Farmaceutico: saiba mais sobre os critérios que orientam sua atuação no âmbito da publicidade, propaganda ou anúncio de suas atividades profissionais.

O Conselho Federal de Farmácia (CFF), por meio da Resolução CFF nº 658/2018, regulamentou os critérios que orientam a atuação do farmacêutico no âmbito da publicidade, propaganda ou anúncio de suas atividades profissionais.

O farmacêutico que estiver inserido nas propagandas, publicidades ou nos anúncios apresentados em todas as formas de comunicação conhecida, seja escrita, falada, audiovisual, digital, virtual e afins, deverá:

  1. a) solicitar a obrigatória inserção dos seus dados de identificação profissional de forma clara, explícita, legível ou audível, observadas a sua integridade e consistência visual:
  2. b) evitar alterações ou interferências que gerem interpretação, compreensão ou visualização confusa ou inadequada.

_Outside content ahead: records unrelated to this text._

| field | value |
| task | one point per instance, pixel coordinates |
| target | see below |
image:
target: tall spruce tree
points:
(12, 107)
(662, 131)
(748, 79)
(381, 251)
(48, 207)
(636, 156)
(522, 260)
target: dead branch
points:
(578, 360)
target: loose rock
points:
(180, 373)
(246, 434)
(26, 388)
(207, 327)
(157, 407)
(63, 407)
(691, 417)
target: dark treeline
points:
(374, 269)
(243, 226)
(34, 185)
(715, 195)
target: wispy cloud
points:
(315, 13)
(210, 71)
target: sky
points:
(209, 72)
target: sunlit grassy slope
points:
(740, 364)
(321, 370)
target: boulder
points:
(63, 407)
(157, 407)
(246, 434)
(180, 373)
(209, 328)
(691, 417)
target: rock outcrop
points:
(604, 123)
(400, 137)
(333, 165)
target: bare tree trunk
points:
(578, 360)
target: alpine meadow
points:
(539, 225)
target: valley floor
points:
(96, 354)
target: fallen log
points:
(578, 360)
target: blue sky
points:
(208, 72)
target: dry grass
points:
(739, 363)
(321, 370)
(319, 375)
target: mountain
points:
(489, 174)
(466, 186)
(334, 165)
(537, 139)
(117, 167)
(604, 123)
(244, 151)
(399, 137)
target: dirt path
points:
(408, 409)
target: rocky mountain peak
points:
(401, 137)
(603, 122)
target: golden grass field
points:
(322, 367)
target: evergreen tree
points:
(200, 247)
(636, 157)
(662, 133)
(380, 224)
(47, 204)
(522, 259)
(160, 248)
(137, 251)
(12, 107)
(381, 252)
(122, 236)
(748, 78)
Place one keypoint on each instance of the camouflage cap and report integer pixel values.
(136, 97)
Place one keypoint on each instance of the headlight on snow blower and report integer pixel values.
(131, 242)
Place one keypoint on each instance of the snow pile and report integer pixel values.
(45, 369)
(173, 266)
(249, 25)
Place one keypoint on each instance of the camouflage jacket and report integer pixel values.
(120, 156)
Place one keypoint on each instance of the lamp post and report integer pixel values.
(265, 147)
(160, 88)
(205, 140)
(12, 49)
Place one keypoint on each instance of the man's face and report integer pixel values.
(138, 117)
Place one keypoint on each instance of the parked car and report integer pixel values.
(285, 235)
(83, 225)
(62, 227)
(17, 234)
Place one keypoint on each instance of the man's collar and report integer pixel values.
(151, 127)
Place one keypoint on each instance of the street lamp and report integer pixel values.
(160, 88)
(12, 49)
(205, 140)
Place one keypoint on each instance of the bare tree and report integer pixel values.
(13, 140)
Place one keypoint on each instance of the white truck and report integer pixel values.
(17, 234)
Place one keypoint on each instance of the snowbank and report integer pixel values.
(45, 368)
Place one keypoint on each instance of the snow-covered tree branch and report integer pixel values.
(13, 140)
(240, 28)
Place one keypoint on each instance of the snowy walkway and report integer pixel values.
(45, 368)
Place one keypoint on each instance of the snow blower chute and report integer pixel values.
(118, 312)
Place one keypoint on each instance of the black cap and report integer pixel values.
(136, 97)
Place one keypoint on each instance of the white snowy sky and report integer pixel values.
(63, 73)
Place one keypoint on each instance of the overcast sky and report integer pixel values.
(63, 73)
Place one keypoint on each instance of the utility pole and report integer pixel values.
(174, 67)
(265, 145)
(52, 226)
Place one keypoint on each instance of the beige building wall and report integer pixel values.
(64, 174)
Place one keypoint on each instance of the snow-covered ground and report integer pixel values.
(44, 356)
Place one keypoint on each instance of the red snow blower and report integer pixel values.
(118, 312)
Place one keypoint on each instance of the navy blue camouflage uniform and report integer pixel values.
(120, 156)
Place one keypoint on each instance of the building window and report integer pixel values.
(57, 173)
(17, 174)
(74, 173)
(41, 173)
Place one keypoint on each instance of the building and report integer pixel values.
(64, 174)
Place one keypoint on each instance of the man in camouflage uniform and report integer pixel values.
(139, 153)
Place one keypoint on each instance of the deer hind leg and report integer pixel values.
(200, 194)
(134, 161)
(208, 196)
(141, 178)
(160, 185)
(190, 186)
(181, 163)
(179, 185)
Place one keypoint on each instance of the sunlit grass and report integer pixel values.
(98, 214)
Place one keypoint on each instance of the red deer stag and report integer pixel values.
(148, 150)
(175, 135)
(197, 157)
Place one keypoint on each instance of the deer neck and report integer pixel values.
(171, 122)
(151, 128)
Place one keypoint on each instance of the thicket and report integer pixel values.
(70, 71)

A participação do farmacêutico na divulgação de assuntos de seu âmbito profissional:

  1. a) deve se pautar pela prévia condição de conteúdo que apresente evidências científicas;
  2. b) deve visar primordialmente o esclarecimento e a educação da população, além do interesse público.

É vedada:

  1. a) a autopromoção;
  2. b) a prática enganosa, abusiva ou em desacordo aos direitos do consumidor.
  3. Proibições –  No âmbito da publicidade, propaganda ou anúncio de suas atividades profissionais, é vedado ao farmacêutico:
  4. a) divulgar especialidade ou área de atuação não reconhecida pelo CFF;
  5. b) anunciar títulos científicos que não possa comprovar e/ou especialidade e área de atuação para a qual não esteja qualificado;
  6. c) anunciar ou divulgar técnicas, terapias de tratamento e área da atuação, que não apresentem evidências científicas, assim como instalações e equipamentos que não tenham seu registro validado pelos órgãos competentes;
  7. d) adulterar dados visando beneficiar-se individualmente ou a instituição/estabelecimento que representa, assessora ou integra;
  8. e) garantir, prometer ou induzir a determinados resultados de tratamento, sem efetiva comprovação;
  9. f) expor o paciente como forma de divulgar técnica, método ou resultado de tratamento não efetivamente comprovado e sem o seu expresso consentimento;
  10. g) acumpliciar-se a práticas lesivas ao consumidor e à saúde;
  11. h) usar expressões como “o melhor”, “o mais eficiente”, “o único capacitado”, “resultado garantido” ou outras capazes de induzir o paciente/ consumidor ao erro;
  12. i) incluir mensagens, símbolos e imagens de qualquer natureza em desacordo com o Estatuto da Criança e do Adolescente;
  13. j) fazer afirmações e citações ou exibir tabelas e ilustrações relacionadas a informações que não tenham sido extraídas ou baseadas em publicações de órgãos e entidades oficiais, de uso tradicional reconhecido, de valor acadêmico com fundamento em literatura consolidada e/ou baseada em publicações ou evidências científicas;
  14. k) adotar práticas contrárias à lei, à ordem pública ou aos bons costumes;
  15. l) divulgar preços de serviços ou formas de pagamento para captação de clientela em desacordo aos direitos do consumidor;m) oferecer vantagem, ganho ou benefício financeiro a terceiro em retribuição ou troca de obtenção de serviço;
  16. n) deixar de prover o cliente ou seu responsável, quando for o caso, de informação  de qualidade, confiável e rastreável cientificamente;
  17. o) omitir a declaração de conflitos de interesses quando palestrante em eventos, sendo obrigatório informar o recebimento de apoio e patrocínios de órgãos e empresas.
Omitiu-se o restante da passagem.